Sunny Sunday, April 3, 2016 Fox Sparrow

Seward, Alaska

What a delightful surprise to find a fluffy Sooty/Pacific FOX SPARROW in my yard today, sitting on the brush pile, talking quietly to itself. I noticed the tail feather tips were a bit frayed, but otherwise one would not suspect it just finished an amazing migration across the continent.

Cornell’s All About Birds website notes that Alaska’s Fox Sparrows migrate at night from southeastern USA as far as Florida, regularly crossing large expanses of water (!) This large, handsome sparrow soon found the suet feeder and fed on scraps on the ground. Welcome home; hope you nest nearby!

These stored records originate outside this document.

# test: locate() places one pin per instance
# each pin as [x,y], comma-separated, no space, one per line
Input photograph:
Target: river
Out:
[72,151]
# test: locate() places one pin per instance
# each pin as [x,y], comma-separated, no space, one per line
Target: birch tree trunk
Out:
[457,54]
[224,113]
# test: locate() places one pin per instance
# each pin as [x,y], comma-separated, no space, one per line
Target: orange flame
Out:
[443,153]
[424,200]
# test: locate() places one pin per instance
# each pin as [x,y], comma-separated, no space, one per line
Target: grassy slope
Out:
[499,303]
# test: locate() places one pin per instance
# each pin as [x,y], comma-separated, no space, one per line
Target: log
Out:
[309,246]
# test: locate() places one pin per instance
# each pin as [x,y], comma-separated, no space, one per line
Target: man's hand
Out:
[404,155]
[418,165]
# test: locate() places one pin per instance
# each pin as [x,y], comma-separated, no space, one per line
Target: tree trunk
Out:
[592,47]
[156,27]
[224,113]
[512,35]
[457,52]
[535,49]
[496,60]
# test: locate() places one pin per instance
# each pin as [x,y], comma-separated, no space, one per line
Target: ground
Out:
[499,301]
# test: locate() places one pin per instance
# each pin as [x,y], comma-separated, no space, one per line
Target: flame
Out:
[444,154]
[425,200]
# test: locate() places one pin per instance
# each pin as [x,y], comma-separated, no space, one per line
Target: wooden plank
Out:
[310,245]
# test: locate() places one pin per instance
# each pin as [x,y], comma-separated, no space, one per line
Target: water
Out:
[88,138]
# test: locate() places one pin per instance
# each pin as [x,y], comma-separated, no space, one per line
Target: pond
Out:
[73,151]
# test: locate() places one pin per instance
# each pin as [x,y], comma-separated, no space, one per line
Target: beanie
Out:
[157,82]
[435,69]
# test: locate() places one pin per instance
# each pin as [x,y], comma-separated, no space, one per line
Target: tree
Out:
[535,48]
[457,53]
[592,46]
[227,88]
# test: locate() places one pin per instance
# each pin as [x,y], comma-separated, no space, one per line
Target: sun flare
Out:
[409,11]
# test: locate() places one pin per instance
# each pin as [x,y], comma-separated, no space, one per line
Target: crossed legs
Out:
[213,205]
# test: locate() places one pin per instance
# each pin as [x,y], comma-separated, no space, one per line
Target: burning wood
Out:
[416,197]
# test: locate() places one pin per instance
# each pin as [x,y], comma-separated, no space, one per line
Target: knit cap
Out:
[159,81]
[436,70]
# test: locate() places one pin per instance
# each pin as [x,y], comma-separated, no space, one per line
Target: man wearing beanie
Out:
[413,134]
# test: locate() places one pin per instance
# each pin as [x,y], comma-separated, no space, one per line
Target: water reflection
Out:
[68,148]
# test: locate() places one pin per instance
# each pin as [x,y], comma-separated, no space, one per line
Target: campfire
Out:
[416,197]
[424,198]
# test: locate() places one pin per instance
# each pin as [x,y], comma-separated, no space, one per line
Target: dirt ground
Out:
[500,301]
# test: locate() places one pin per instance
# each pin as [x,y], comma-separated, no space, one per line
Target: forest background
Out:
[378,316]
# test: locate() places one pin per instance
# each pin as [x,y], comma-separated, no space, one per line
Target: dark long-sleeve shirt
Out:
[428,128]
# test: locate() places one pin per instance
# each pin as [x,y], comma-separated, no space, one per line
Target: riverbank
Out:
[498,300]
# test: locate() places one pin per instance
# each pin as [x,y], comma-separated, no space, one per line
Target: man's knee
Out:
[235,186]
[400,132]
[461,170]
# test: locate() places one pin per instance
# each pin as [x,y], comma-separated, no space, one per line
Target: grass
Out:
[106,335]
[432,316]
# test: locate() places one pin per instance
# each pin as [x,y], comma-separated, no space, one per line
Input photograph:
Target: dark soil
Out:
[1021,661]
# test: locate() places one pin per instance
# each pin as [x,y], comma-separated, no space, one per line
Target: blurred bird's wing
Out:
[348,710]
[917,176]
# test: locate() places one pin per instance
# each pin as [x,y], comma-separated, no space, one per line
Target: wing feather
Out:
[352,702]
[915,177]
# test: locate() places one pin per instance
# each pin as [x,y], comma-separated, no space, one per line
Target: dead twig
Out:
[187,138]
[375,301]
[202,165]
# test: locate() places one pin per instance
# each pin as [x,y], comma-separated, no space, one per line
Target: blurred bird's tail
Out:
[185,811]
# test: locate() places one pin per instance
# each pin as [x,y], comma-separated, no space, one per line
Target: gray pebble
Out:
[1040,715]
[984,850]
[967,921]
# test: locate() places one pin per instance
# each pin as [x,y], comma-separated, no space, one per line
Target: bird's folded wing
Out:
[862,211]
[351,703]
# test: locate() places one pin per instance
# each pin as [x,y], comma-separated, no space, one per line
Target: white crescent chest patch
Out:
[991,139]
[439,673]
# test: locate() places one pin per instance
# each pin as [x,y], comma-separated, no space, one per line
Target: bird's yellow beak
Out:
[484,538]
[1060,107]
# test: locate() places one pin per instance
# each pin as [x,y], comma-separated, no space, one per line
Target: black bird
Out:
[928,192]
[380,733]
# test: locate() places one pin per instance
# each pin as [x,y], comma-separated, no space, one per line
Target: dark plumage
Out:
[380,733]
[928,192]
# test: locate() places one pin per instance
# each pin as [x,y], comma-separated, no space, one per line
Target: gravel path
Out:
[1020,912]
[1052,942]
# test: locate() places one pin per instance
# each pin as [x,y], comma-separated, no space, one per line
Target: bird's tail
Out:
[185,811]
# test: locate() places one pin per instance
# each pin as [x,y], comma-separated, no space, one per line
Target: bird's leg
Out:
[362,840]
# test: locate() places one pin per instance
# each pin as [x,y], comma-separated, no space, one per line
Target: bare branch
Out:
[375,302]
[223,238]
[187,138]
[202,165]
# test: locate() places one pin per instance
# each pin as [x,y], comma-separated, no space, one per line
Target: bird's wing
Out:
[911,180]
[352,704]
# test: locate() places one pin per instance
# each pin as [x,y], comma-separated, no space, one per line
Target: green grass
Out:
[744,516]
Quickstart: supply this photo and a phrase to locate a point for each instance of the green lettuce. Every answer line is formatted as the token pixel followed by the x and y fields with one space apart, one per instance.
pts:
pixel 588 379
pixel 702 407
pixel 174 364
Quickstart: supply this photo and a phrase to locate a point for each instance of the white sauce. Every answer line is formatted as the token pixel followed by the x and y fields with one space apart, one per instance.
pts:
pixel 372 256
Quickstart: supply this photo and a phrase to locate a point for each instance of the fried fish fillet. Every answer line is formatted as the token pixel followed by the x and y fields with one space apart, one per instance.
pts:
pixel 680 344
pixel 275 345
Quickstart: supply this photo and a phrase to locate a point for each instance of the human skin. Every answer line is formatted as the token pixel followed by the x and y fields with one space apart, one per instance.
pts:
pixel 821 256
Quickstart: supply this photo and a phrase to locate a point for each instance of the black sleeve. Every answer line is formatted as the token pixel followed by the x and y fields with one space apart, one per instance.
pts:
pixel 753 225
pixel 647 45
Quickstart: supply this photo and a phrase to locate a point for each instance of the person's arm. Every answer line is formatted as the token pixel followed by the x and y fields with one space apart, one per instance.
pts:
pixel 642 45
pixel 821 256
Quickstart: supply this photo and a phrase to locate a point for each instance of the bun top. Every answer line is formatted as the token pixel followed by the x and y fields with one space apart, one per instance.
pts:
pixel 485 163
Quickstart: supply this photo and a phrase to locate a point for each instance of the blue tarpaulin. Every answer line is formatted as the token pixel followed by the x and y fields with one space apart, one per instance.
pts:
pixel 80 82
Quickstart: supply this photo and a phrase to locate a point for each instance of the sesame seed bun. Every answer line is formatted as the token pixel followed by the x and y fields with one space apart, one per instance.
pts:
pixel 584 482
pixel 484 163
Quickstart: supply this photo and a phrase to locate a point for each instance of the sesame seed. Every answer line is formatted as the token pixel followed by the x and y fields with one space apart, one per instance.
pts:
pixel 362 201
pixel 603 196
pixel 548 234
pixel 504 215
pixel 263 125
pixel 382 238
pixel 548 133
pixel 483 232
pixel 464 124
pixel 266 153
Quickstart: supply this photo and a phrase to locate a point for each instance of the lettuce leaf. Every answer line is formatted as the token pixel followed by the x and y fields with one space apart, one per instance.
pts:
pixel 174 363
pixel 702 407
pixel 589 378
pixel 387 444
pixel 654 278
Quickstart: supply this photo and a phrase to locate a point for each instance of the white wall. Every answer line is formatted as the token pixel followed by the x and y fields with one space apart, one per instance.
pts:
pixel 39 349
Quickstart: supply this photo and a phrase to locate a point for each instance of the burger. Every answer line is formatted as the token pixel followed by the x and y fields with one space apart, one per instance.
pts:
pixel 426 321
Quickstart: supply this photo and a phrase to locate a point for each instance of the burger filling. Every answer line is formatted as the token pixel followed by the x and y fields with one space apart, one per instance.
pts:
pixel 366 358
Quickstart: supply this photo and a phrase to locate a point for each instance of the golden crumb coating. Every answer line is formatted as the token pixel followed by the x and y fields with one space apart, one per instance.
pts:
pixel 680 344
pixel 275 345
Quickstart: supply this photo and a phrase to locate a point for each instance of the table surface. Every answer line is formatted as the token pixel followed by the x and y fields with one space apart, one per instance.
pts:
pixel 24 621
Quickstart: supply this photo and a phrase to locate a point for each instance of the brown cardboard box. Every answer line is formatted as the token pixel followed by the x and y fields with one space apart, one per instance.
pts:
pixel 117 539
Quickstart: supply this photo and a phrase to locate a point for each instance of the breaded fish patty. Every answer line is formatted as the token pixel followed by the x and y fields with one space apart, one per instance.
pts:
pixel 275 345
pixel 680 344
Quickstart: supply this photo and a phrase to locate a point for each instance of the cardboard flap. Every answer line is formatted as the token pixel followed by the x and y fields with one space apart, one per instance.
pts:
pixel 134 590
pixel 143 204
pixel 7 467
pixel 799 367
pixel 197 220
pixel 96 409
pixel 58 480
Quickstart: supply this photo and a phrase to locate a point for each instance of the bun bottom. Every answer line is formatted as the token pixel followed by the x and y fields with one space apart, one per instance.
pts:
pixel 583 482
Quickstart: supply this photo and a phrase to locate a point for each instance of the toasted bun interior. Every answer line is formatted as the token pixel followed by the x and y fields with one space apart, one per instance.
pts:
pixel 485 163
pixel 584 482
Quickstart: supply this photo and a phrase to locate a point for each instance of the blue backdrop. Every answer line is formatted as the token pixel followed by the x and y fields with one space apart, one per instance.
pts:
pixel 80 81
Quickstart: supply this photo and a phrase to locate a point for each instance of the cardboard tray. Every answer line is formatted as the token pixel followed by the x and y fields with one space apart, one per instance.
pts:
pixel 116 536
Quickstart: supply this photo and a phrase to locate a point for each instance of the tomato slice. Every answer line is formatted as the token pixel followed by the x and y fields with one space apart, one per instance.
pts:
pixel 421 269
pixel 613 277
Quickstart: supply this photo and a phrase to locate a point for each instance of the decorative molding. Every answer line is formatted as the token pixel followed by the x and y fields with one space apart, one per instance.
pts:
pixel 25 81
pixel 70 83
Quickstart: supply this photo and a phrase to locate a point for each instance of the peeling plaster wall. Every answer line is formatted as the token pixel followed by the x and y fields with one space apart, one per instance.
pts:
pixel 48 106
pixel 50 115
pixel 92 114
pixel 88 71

Two BOREAL CHICKADEES took turns at the suet feeder above; nice to see them again after a few months. CHESTNUT-BACKED CHICKADEES fed at the feeder and grabbed large chunks from the loose suet below. RED-BREASTED NUTHATCHES zipped in and out, and a female DOWNY WOODPECKER investigated a nearby branch while waiting her turn. SLATE-COLORED and OREGON JUNCOS hopped cautiously through the brush to the suet.

The JUNCOS are trilling like little bells. I was very pleased to hear the WHITE-THROATED SPARROW hidden in the spruce branches singing a rather tentative version of “O, Canada, Canada, Canada!” VARIED THRUSHES sang from their hidden perches, their numbers up from last week. Not to be left out, the resident SONG SPARROW and bright red PINE GROSBEAKS tossed out a few verses as well.

The vacationing choir members are working hard to get back in time to rehearse and join the grand Alaskan Spring Symphony. I’ll be listening and cheering!

Happy Birding!
Carol Griswold
Seward Sporadic Bird Report Reporter

PS. First of Season MILBERT'S TORTOISESHELL BUTTERFLY, AND MOSQUITO. Just in time to pollinate all those waiting blueberry flowers!